The deal shows a desire on behalf of media companies and advertisers to experiment with various video business models but it also might signal a wish to get in early on the technology and make sure there are more possibilities for ad models. By contrast, cable operators' video on demand systems were not created with advertising front of mind and a lack of standards and compatibility has slowed VOD advertising growth.
Omnicom Media Group's Next fund pools clients' money to allow it to experiment in digital/emerging-media space.
Intel said it had been talking to several different agencies and holding companies about experimenting in the space, but Omnicom signed the first nonexclusive partnership. (The partnership is unrelated to Intel's advertising account, the company said. Its agency of record remains Interpublic Group of Cos.)
"We do plan to open it and bring in other agencies and other technology companies and others needed to make this broad-based," said Kevin Corbett, VP of Intel's Digital Home Group. "But we felt it was important to get started."

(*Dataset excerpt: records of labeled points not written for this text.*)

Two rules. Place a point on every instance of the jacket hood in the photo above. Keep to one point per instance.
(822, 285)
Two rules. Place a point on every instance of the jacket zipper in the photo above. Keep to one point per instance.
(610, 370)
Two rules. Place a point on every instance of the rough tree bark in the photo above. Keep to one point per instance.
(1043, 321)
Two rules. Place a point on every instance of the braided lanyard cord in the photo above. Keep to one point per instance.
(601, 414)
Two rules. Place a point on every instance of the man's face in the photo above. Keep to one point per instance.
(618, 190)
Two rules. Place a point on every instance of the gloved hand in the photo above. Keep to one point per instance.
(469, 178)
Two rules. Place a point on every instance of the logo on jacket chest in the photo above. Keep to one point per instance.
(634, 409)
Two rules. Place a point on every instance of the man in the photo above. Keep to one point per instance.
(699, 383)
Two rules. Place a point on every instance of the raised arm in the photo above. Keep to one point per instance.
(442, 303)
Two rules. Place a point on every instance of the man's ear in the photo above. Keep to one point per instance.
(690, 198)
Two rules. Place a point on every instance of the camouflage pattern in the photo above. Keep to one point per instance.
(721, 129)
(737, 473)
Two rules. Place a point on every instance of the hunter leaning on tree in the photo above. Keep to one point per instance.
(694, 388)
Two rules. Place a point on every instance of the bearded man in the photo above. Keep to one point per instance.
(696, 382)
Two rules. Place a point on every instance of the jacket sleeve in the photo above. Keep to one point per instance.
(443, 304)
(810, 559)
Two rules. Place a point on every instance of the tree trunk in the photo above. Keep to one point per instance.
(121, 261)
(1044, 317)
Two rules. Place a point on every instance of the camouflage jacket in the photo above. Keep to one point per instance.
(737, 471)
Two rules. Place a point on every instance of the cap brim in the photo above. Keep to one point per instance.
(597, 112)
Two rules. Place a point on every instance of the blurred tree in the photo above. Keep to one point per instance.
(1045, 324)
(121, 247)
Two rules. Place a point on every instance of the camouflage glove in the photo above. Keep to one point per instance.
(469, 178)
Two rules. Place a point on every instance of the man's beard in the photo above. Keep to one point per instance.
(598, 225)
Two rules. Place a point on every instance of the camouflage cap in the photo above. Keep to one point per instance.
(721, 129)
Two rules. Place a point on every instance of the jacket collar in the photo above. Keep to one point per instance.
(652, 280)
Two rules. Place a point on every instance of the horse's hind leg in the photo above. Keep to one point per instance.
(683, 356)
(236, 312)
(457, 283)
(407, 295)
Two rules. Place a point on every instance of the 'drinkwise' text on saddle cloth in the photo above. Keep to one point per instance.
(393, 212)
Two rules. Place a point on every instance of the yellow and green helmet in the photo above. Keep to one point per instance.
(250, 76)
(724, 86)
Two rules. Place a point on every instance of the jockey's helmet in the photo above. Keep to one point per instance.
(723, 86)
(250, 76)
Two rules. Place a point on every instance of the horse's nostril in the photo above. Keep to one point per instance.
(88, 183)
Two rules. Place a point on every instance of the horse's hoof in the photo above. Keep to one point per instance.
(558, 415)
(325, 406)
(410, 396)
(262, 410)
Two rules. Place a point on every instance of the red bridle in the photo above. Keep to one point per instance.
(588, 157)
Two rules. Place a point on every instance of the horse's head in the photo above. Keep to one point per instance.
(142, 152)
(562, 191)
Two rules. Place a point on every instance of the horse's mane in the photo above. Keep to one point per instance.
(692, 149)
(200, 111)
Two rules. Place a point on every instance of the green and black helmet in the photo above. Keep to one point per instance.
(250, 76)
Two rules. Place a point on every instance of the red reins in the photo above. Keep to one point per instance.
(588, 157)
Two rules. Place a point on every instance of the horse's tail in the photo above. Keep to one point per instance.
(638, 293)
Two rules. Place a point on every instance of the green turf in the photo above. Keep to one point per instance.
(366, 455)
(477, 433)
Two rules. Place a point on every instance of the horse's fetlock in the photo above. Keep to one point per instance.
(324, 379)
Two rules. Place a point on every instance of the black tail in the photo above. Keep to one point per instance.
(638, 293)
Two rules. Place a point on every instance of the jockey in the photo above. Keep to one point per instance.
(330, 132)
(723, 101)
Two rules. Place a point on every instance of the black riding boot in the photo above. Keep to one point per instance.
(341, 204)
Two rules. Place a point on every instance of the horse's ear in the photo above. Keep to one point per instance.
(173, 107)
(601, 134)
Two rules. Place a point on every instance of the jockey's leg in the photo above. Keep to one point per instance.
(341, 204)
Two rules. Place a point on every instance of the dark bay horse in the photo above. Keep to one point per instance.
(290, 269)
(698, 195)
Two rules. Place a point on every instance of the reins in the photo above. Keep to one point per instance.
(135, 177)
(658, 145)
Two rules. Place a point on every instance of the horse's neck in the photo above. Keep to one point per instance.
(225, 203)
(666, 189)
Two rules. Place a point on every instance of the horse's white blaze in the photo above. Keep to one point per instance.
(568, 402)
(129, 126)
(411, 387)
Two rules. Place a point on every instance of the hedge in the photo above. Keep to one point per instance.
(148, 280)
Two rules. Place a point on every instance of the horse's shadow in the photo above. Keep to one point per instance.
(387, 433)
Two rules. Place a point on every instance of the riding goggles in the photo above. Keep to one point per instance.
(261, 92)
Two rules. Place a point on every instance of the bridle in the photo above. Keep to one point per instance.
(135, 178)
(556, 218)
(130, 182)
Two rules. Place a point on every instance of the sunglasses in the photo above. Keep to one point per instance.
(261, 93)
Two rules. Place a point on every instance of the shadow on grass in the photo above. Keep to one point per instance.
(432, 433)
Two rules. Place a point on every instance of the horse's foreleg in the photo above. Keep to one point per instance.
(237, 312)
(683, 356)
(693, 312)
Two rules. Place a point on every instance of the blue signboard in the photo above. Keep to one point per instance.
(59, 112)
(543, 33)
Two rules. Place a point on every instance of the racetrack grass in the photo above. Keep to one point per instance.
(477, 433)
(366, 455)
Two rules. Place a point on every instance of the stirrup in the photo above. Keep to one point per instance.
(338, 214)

Mr. Corbett gave a hypothetical example of how the experiment would work:
"Let's make a big assumption that we decide the hottest thing in advertising would be to click a button and get an e-mail sent to you," he said. "Omnicom leads in creative and ad design experience. Intel would build the tech needed to implement that. Then Intel would work with our partners where we can take that new tech and implement that in various portals -- AOL or Yahoo or movie companies -- and work with them on Viiv, and we'd prove it out and test it."
NYC test facility
To test such scenarios, Intel has set up a facility at a Manhattan CompUSA store. The first content company involved in the experiments is AOL. The group also is using ZeTools, a content-publishing solution.
Mr. Corbett estimated they'll be testing it on a broader scale using market pilots by the middle of next year.
The partnership will not try to create the economic model surrounding such deals -- how high cost-per-thousand rates should run or how much a particular type of sponsorship should cost. Other questions include whether the deals would require longer- or shorter-length messaging or more exclusivity than a typical TV pod.
"All that is part of biz models that get developed over time ... [and] we don't see any obvious issues in terms of developing business issues," Mr. Simm said. "That will happen thanks to a competitive marketplace over time."
Area of ad opportunity
He said he is certain "10-foot" IP-delivered video -- as opposed to the two-foot viewing experience on a PC -- is going to explode as an area of ad opportunity, and figuring out how to monetize that through advertising will accelerate the process.
"User-generated content exploded because it's free," Mr. Simm said. "Now there's an avalanche of content that's premium, but it's often pay-per-view. We believe what's really going to explode premium content is when advertisers support it. The majority of consumers watch ad-supported channels. There's rich ground to be harvested for ad-supported media."